Im städtischen Männerasyl wurde Benno aufgefangen - wie manch anderer Schicksalsgenosse, der in der Einrichtung in der Tuchmacherstraße untergeschlüpft ist. Seit 13 Jahren ist in Hagen kein Obdachloser mehr erfroren, und das hängt zusammen mit der Gründung der zentralen Fachstelle für Wohnungsnot, die 1999 ins Leben gerufen wurde. „Mittlerweile sind wir gut aufgestellt“, berichtet Amtsleiter Klaus Gierke. „Wir verfügen über ein breitgefächertes Instrumentarium aus Notunterkünften, Übergangswohnungen und dem Männerasyl.

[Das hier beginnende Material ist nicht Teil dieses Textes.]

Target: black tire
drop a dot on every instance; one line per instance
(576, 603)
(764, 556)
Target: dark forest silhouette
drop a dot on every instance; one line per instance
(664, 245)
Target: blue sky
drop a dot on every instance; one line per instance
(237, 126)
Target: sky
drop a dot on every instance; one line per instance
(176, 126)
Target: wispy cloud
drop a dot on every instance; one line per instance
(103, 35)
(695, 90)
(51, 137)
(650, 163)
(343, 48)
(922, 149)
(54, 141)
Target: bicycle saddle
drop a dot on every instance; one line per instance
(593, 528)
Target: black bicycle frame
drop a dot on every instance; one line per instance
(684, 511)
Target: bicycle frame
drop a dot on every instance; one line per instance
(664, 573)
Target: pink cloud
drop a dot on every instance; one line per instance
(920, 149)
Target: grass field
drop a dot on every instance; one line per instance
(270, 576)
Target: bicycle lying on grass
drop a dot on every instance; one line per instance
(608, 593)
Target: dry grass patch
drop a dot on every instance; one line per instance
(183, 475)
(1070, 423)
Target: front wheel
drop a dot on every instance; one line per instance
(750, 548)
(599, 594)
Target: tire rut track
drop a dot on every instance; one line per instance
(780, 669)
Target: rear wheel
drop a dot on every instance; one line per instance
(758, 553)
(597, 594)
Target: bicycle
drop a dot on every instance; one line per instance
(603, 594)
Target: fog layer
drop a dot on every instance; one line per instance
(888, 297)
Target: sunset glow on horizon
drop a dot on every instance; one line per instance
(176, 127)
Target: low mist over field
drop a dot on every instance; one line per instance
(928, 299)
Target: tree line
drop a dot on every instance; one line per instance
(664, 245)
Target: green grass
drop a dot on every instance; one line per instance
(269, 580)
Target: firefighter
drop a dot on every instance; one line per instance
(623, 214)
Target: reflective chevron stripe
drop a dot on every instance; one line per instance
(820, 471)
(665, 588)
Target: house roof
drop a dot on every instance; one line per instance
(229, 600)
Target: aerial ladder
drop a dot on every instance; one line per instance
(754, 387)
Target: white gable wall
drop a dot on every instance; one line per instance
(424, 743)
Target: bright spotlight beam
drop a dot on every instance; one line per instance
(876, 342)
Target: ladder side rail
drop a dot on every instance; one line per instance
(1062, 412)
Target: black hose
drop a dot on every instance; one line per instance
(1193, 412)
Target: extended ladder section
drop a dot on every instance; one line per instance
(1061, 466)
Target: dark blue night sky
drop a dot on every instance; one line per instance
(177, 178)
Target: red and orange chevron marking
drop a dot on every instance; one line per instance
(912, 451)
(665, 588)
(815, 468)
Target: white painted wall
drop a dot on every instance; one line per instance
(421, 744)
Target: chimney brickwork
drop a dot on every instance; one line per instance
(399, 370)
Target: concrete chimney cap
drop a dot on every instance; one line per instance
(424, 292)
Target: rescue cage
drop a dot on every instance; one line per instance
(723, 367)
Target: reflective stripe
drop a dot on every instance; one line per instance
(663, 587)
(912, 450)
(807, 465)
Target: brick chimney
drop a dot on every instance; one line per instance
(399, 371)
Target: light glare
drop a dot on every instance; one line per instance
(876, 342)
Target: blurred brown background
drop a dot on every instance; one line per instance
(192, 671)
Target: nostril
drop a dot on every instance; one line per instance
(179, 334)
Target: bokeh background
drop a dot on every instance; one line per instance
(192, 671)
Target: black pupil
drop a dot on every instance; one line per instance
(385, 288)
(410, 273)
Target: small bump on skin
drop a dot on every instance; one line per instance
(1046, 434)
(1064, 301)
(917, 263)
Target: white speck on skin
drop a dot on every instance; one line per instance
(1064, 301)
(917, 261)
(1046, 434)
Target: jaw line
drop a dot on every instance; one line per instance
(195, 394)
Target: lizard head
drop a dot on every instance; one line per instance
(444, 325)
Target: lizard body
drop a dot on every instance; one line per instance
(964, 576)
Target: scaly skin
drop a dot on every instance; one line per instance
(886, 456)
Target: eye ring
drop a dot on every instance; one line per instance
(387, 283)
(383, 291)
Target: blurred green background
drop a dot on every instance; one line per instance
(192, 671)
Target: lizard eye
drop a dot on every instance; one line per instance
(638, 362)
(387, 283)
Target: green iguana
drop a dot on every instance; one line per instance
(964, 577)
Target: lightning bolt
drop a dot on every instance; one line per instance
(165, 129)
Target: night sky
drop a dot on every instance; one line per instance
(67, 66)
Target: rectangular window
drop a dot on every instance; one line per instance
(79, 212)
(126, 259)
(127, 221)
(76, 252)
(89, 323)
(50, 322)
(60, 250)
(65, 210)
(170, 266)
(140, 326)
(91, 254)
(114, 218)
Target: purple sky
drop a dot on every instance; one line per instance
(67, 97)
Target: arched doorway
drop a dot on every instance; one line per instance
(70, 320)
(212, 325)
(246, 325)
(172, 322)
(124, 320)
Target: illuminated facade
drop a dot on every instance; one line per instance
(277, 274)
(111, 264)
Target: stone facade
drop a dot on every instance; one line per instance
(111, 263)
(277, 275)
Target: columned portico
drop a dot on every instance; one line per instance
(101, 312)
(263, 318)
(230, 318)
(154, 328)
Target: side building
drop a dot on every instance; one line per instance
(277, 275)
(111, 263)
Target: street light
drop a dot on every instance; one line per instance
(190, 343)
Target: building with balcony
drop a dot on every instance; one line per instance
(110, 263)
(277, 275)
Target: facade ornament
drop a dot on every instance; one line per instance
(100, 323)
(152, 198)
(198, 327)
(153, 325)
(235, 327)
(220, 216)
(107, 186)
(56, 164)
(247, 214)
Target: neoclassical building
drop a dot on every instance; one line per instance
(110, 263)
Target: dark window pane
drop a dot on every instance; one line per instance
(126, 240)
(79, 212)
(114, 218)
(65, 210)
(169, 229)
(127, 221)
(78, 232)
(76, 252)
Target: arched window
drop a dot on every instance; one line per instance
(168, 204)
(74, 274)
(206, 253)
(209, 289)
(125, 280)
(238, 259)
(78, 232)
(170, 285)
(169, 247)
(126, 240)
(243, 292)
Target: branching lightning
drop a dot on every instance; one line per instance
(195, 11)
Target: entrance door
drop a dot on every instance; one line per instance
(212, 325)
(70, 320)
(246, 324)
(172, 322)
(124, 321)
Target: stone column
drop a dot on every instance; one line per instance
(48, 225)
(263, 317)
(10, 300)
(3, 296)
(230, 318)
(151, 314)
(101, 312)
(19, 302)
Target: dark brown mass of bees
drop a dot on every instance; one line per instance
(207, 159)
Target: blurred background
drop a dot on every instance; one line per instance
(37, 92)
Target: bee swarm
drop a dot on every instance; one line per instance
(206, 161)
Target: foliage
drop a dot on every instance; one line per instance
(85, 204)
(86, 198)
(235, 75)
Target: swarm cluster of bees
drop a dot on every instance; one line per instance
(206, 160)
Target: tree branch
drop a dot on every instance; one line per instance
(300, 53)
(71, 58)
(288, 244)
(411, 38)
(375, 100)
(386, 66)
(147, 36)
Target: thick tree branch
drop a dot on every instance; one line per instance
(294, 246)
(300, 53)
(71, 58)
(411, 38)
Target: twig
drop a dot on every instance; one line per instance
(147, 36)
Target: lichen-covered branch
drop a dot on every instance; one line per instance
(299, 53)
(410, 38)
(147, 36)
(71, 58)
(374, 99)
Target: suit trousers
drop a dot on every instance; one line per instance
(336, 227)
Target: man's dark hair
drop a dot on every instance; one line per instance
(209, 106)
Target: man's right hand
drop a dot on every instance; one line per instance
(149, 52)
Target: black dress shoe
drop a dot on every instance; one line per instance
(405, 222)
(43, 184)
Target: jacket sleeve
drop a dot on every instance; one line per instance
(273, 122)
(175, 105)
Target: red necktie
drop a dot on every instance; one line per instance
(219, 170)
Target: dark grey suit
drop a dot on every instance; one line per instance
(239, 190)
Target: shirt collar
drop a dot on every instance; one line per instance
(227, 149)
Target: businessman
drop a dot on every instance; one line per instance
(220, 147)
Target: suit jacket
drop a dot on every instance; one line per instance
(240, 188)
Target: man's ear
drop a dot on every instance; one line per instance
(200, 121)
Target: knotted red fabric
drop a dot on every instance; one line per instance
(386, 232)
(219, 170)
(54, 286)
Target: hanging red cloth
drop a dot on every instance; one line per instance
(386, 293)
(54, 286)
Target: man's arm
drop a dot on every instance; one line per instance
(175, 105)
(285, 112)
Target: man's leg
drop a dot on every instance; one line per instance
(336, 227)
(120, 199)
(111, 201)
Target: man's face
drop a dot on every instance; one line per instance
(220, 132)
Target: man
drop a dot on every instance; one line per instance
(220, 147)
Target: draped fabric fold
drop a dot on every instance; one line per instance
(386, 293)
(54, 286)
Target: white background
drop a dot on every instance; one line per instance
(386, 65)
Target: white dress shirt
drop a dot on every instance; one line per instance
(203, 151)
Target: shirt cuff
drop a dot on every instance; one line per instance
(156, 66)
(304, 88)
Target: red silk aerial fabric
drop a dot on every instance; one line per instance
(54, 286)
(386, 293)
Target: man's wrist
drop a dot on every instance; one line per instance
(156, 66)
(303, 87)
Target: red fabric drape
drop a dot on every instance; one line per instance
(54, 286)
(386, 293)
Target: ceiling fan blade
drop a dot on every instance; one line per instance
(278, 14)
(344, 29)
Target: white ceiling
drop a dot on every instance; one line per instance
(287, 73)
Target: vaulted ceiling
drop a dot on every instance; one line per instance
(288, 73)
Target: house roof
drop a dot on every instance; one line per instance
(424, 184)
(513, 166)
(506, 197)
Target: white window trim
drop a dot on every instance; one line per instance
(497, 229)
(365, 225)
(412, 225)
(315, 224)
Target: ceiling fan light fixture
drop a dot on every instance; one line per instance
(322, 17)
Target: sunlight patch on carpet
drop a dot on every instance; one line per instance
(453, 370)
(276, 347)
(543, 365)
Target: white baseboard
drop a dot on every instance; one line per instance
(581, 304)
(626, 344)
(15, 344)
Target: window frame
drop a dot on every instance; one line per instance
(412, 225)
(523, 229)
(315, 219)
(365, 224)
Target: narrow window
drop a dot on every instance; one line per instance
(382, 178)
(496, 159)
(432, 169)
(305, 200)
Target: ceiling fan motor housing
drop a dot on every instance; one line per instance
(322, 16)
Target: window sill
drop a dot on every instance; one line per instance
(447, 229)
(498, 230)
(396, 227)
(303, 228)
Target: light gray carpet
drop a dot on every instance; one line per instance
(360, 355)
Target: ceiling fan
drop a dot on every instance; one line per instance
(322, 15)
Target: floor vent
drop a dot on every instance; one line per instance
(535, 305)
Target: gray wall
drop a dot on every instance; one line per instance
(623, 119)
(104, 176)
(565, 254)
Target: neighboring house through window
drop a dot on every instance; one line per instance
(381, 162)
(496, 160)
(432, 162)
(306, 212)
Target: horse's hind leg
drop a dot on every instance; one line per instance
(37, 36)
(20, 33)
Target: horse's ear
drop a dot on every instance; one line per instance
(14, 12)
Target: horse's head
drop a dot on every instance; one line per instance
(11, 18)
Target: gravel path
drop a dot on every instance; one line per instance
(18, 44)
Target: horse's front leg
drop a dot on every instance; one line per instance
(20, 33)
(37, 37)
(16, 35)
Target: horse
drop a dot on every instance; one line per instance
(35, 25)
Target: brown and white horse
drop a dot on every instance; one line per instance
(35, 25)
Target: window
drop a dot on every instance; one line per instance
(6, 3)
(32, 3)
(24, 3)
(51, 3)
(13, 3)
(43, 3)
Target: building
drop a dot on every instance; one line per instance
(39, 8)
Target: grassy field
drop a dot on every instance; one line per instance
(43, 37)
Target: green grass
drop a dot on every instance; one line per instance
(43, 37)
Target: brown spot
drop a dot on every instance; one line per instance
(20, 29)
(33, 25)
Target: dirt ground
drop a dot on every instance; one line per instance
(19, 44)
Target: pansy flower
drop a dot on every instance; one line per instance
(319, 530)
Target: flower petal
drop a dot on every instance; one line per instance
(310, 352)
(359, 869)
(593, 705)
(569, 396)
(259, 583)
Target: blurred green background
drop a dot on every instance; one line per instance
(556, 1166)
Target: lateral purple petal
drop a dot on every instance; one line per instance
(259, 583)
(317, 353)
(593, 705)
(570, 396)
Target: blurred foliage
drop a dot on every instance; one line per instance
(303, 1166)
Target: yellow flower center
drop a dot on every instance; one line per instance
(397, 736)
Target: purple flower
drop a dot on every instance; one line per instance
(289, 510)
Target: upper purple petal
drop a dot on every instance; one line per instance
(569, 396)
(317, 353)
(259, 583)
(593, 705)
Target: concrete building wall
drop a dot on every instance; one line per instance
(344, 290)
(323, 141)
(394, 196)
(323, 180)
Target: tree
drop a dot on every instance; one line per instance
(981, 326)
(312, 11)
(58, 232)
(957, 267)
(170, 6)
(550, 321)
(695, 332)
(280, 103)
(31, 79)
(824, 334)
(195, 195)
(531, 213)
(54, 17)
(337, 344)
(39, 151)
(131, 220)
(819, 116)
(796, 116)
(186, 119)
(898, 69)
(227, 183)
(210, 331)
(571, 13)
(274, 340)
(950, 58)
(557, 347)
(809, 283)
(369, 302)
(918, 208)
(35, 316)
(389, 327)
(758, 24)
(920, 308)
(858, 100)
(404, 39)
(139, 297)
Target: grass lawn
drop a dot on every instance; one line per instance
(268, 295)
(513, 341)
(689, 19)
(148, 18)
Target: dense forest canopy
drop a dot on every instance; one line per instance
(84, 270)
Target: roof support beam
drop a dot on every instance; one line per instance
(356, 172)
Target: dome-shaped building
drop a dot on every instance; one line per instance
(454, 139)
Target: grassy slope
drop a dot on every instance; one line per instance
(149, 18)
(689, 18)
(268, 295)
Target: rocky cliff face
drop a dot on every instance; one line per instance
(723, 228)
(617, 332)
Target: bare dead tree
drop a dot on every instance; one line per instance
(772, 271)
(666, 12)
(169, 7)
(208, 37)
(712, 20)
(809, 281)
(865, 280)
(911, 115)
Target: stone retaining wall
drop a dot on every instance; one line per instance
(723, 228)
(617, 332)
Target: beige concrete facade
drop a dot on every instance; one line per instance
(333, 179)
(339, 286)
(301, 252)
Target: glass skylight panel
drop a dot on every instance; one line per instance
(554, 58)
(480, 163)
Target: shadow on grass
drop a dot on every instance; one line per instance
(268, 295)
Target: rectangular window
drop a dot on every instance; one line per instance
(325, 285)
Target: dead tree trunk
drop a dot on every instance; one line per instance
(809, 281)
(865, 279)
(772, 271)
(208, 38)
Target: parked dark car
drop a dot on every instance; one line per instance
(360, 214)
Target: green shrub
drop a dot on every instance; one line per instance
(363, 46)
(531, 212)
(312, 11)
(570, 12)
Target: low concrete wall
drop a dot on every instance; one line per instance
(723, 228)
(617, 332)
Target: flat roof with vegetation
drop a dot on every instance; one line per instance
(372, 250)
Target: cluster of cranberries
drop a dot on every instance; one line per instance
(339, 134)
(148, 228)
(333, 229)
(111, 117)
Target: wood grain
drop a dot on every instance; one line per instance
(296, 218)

Niemand, der das nicht unbedingt will, muss draußen nächtigen.“

Im Winter gut belegt

Derzeit leben außer Benno 22 weitere Männer in der Tuchmacherstraße. Im Erdgeschoss befinden sich die großen Schlafräume, in der ersten Etage die Einzelzimmer für ein Wohntraining, in der zweiten eine Art Wohngemeinschaft. Wer oben wohnt, muss sich selbst versorgen. Im Erdgeschoss gibt es Frühstück und ein warmes Abendessen, das die Polizeikantine zubereitet und anliefert. „Jetzt im Winter sind wir natürlich gut belegt“, berichtet Burkhard Müller (52), der das Männerasyl leitet. „Aber auch im Sommer schläft kaum noch jemand unter freiem Himmel.“

Denn die Zeiten, in denen Obdachlose von Stadt zu Stadt zogen und der sozialen Kontrolle völlig entglitten, sind längst vorbei. Der „klassische“ Typ des Alkoholikers oder Drogenabhängigen findet sich kaum noch in der Tuchmacherstraße, vielmehr sind es ehemals gutbürgerliche Existenzen, die nach gesundheitlichen, beruflichen oder persönlichen Tiefschlägen auf der Straße gelandet sind. „In den letzten Jahren hatten wir hier drei Ärzte und einen Unternehmer“, so Müller. Das Männerasyl versteht sich nicht als Pension, deren Insassen sich dauerhaft niederlassen sollen: „Wir wollen den Obdachlosen gerecht werden, aber sie sollen es nicht heimelig haben“, betont Müller. Das Ziel sei es stets, den Betroffenen einen Weg zurück ins Leben und somit auch zu eigenen vier Wänden aufzuzeigen.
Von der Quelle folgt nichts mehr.